Vibrational predissociation and intramolecular vibrational relaxation in electronically excited s-tetrazine–argon van der Waals complex

Abstract

The van der Waals complex tetrazine–argon formed in a supersonic expansion has been investigated by means of laser-induced excitation and fluorescence spectroscopy. Excitation spectra reveal the band shift D′′0−D′0=−23 cm−1, the tetrazine–argon stretch frequency νw=44 cm−1, and a lower limit to the dissociation energy D′′0≳254 cm−1. The band shift is vibrationally dependent in the case of two low frequency out-of-plane modes of tetrazine.
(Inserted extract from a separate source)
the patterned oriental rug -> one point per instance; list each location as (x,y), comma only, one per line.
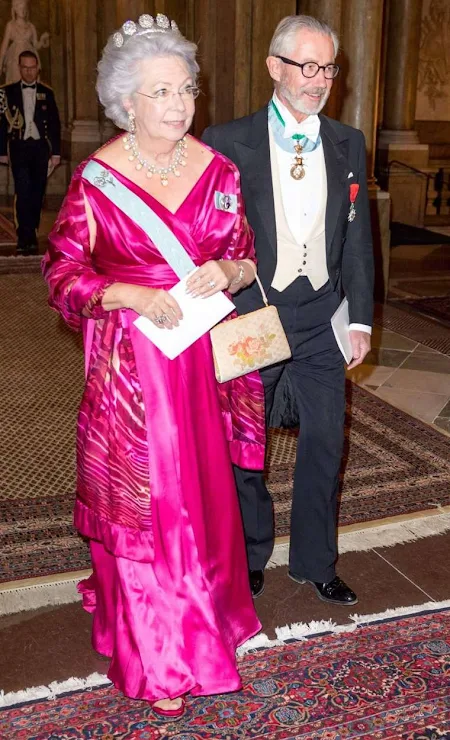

The absence of additional broadening of the excitation linewidths due to the presence of argon shows that the dynamical processes in the complex are slower than the photodissociation of tetrazine itself (0.5–1.4 ns) which serves as an internal timing mechanism. At five single vibronic levels of tetrazine–argon above the S1 zero-point level, the rates of vibrational predissociation and intramolecular vibrational relaxation are ∼108 s−1. The V→V propensities in dissociation and relaxation are selective and different from collision-induced propensities. Among the V→V channels in dissociation, we find the lowest upper limit to D′0 is 381 cm−1. Considerable rotational excitation of the tetrazine fragment is observed following dissociation which may reduce the estimate of D′0 to as low as 306 cm−1. Although redistribution of vibrational energy during dissociation is selective, no mode selective effects could be attributed to the initial level of excitation, despite variations in the energy gap, number of quanta, total energy, or the dynamics of the vibrational motion. The van der Waals potential is virtually identical in the two electronic states.